Above: This photo shows a picture of a young Lucille LeSueur (1925) compared to herself evolved into 'Joan Crawford' (1933).
It was March 1925 and Lucille was about to celebrate her birthday on March 23rd. Lucille's birth year to this day is still a mystery, no one knows for sure what year she was born but two years make the most sense: 1905 & 1906. The more research I do the more signs point to the 1906 birth year which I will use to base this website off of. Lucille had just turned nineteen years old and the studio was not sure what to do with her. Studio head, Louis B. Mayer, was not fond of her name he thought it sounded too much like a 'sewer' and the studio launched a name contest to rename the upcoming actress. Originally Joan Arden was chosen for Lucille but there were more than one submission for that name. Finally, on August 18th 1925, Lucille was christened with the new name Joan Crawford! Joan was still given bit parts and uncredited in "The Merry Widow" released on August 26, 1925 starring John Gilbert and Joan also appeared in "The Midshipman" released on October 4, 1925 starring heartthrob Ramon Novarro.
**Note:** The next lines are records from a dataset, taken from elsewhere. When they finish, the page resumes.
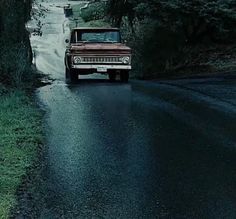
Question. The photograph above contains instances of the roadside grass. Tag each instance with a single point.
(20, 136)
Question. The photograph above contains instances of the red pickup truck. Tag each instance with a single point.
(96, 50)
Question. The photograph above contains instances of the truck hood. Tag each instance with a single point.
(98, 47)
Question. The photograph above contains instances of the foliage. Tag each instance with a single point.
(21, 133)
(170, 30)
(15, 49)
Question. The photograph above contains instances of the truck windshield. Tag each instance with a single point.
(96, 37)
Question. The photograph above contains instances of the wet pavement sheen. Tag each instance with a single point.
(139, 150)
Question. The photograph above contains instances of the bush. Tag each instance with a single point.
(15, 66)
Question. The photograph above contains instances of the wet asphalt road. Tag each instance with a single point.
(162, 149)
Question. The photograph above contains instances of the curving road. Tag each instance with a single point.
(162, 149)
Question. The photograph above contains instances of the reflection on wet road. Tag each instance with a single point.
(138, 150)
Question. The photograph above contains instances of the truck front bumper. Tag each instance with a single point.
(108, 67)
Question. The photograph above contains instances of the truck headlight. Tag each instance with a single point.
(126, 60)
(77, 59)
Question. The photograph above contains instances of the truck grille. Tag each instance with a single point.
(101, 59)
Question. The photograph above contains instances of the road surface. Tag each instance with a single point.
(162, 149)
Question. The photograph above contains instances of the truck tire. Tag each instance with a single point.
(112, 76)
(124, 76)
(71, 76)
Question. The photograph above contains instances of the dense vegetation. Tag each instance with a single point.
(15, 52)
(179, 34)
(20, 118)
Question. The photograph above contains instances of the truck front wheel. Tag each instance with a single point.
(71, 76)
(124, 76)
(112, 76)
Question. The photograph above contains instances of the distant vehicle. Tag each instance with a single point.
(68, 10)
(97, 50)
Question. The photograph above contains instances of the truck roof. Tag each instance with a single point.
(96, 28)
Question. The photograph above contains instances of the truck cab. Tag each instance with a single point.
(97, 50)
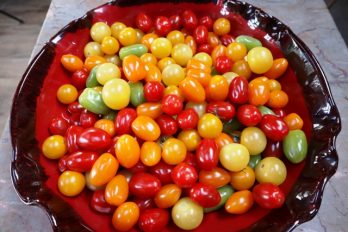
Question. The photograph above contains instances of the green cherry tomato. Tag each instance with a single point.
(295, 146)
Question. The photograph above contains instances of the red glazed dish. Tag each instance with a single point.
(35, 104)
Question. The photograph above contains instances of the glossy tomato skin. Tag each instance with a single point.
(224, 110)
(172, 104)
(99, 204)
(144, 22)
(249, 115)
(167, 124)
(268, 195)
(274, 127)
(123, 121)
(153, 220)
(184, 175)
(187, 119)
(94, 139)
(238, 91)
(207, 154)
(153, 91)
(205, 195)
(144, 185)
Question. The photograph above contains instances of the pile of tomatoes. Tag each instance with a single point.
(174, 117)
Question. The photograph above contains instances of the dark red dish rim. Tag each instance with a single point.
(34, 177)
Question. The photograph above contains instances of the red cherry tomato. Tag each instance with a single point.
(163, 172)
(274, 127)
(268, 195)
(153, 91)
(144, 185)
(58, 126)
(249, 115)
(78, 79)
(189, 20)
(207, 154)
(205, 195)
(99, 204)
(94, 139)
(187, 119)
(238, 90)
(200, 34)
(162, 26)
(153, 220)
(184, 175)
(172, 104)
(223, 64)
(81, 161)
(144, 22)
(123, 121)
(224, 110)
(207, 22)
(167, 124)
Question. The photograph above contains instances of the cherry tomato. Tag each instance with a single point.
(144, 185)
(167, 124)
(167, 196)
(99, 204)
(239, 202)
(268, 196)
(125, 216)
(144, 22)
(216, 177)
(171, 104)
(153, 220)
(162, 26)
(71, 183)
(103, 170)
(116, 191)
(274, 127)
(187, 119)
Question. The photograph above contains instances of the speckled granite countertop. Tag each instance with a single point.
(310, 20)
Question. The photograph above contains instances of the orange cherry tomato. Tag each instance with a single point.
(125, 216)
(192, 90)
(218, 88)
(92, 61)
(150, 109)
(216, 177)
(116, 191)
(239, 202)
(71, 62)
(150, 153)
(293, 121)
(103, 170)
(106, 125)
(223, 139)
(278, 99)
(167, 196)
(133, 68)
(243, 179)
(278, 68)
(127, 151)
(146, 128)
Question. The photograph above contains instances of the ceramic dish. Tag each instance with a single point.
(34, 105)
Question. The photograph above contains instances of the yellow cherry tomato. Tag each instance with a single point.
(209, 126)
(127, 151)
(54, 147)
(103, 170)
(71, 183)
(173, 151)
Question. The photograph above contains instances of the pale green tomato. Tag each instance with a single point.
(234, 157)
(116, 94)
(187, 214)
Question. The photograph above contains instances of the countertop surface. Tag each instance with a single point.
(310, 20)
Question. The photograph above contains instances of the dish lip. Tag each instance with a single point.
(50, 46)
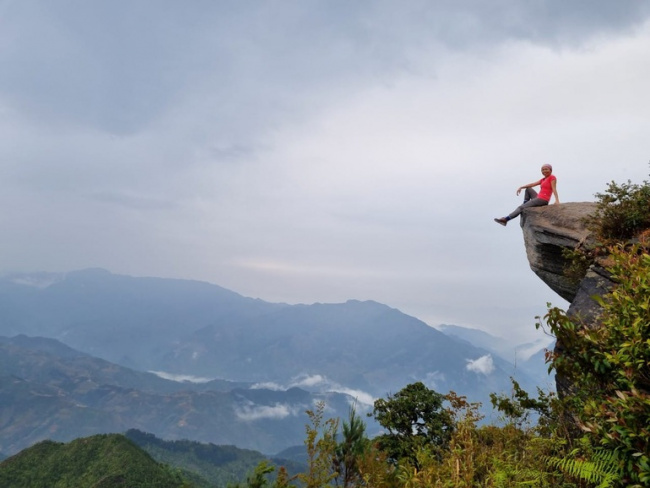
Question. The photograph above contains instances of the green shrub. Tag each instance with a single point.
(623, 211)
(608, 365)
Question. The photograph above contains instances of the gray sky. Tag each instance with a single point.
(314, 151)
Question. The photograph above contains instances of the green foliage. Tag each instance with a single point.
(414, 418)
(623, 211)
(598, 466)
(206, 465)
(108, 460)
(321, 449)
(350, 450)
(609, 364)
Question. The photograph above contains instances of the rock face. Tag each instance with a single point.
(548, 231)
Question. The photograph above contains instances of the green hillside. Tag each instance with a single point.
(106, 461)
(217, 465)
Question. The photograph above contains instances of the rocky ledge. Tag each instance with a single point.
(548, 231)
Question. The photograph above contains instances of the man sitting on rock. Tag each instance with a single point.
(531, 197)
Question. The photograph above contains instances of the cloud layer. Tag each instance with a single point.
(314, 151)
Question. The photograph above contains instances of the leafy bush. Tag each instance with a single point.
(609, 364)
(623, 211)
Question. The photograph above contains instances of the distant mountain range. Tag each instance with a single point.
(44, 395)
(78, 349)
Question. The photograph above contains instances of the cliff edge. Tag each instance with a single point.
(548, 231)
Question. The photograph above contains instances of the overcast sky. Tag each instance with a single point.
(314, 151)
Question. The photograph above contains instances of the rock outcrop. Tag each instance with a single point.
(548, 231)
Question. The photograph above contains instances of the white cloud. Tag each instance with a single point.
(321, 384)
(483, 365)
(251, 412)
(181, 377)
(304, 153)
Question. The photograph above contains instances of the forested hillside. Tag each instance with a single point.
(103, 461)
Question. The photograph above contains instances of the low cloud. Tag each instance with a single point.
(483, 365)
(251, 413)
(320, 384)
(181, 378)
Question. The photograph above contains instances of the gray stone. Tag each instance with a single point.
(550, 230)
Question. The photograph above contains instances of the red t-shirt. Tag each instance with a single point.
(546, 189)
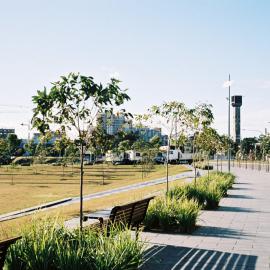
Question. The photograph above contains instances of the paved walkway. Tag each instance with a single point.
(236, 236)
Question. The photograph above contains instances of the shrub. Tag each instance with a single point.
(170, 214)
(213, 195)
(189, 191)
(207, 192)
(48, 245)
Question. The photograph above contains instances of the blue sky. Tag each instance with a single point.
(162, 50)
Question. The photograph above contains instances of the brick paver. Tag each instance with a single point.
(236, 236)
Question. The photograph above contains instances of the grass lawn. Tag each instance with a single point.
(24, 187)
(13, 227)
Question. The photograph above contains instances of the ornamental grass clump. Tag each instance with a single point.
(48, 245)
(170, 214)
(213, 195)
(189, 191)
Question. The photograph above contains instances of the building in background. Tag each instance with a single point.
(236, 104)
(4, 132)
(36, 138)
(112, 123)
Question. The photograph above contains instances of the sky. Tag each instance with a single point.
(161, 51)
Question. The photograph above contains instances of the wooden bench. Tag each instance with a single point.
(129, 215)
(4, 245)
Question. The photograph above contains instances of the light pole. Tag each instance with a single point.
(28, 129)
(228, 84)
(229, 125)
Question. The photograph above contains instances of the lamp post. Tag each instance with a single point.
(28, 125)
(228, 84)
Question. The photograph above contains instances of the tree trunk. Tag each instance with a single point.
(81, 187)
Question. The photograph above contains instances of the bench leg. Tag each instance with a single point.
(2, 259)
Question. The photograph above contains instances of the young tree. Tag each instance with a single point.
(173, 117)
(199, 118)
(13, 144)
(73, 103)
(4, 152)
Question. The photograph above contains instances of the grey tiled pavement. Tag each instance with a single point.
(236, 236)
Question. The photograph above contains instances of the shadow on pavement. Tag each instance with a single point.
(237, 209)
(240, 196)
(160, 257)
(209, 231)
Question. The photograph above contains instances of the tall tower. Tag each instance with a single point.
(237, 103)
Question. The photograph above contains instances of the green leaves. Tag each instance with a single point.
(74, 101)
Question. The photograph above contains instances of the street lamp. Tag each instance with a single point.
(228, 84)
(28, 129)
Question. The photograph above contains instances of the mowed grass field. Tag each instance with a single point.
(22, 187)
(14, 227)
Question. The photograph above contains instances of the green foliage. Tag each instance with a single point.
(4, 153)
(188, 191)
(248, 145)
(171, 214)
(74, 101)
(207, 191)
(13, 144)
(48, 245)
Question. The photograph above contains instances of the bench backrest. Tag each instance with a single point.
(130, 215)
(4, 245)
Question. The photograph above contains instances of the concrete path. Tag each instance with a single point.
(236, 236)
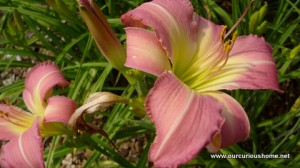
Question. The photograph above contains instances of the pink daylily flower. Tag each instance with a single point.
(22, 129)
(193, 62)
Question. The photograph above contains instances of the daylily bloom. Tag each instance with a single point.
(104, 36)
(193, 62)
(23, 130)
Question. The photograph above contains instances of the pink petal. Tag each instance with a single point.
(185, 121)
(236, 127)
(59, 109)
(13, 121)
(250, 66)
(144, 52)
(26, 150)
(172, 21)
(39, 83)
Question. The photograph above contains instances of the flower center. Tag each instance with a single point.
(203, 71)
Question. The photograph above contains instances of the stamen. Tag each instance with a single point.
(4, 115)
(227, 47)
(240, 19)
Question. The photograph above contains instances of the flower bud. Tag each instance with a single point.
(102, 33)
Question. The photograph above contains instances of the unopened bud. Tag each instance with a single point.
(102, 33)
(99, 101)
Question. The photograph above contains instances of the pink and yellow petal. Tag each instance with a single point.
(13, 121)
(59, 109)
(250, 67)
(172, 20)
(26, 150)
(236, 127)
(39, 83)
(144, 52)
(209, 53)
(185, 121)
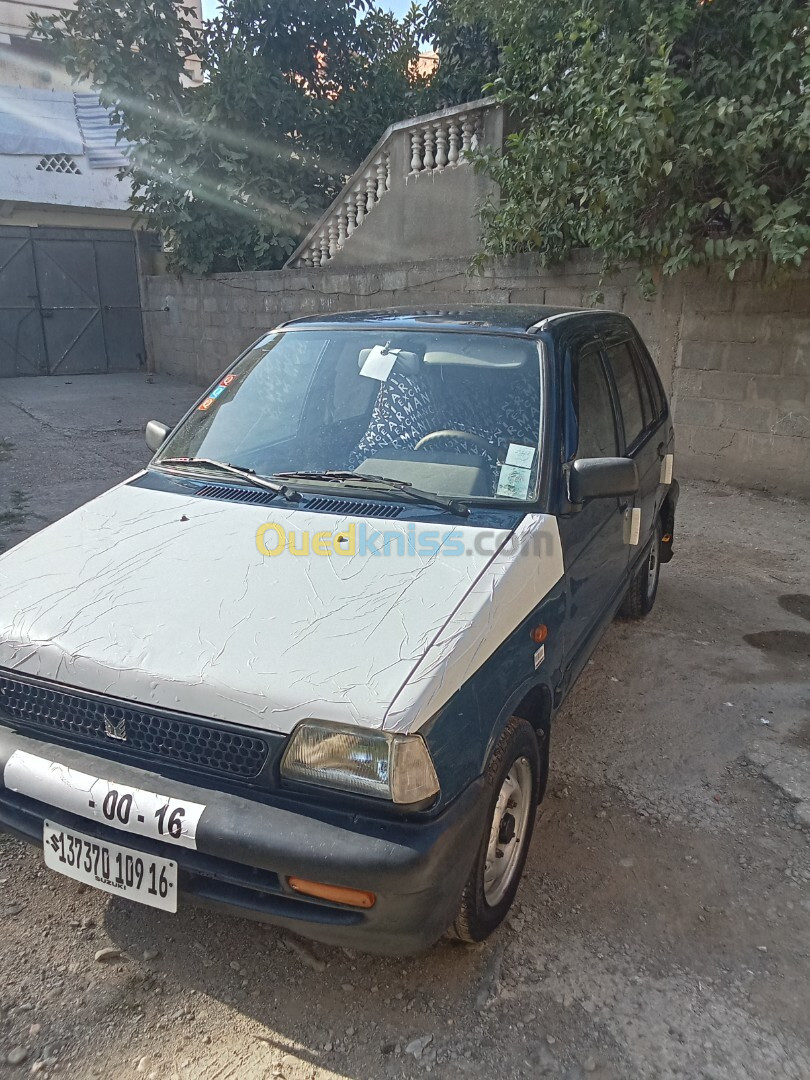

Above: Click in the image above to read the article that appeared in
Lucille was none to pleased with her new name; she thought it sounded like "Crawfish." Lucille had met another young upcoming star named William Haines on the MGM set and they formed a strong bond almost immediately. It would become a lifelong friendship for the both of them. Haines joked with Lucille on her new name saying, " Be thankful your name's not Cranberry like a turkey, hope you never make one!" Off and running with her new name, Joan ended the year with FOUR movies being released in only a month time frame! "Old Clothes" released on November 9, 1925 starring Jackie Coogan, "The Only Thing" released on November 22, 1925 again starring Eleanor Boardman, an uncredited part in "The Circle" released on December 2, 1925 and ending the year with a her first "hit" film "Sally, Irene, and Mary" released on December 7, 1925. Joan Crawford was born and a young actress was blooming!
Above: A glimpse into the face of a young Lucille LeSueur.
Lucille LeSueur/Joan Crawford appeared in TEN films in 1925.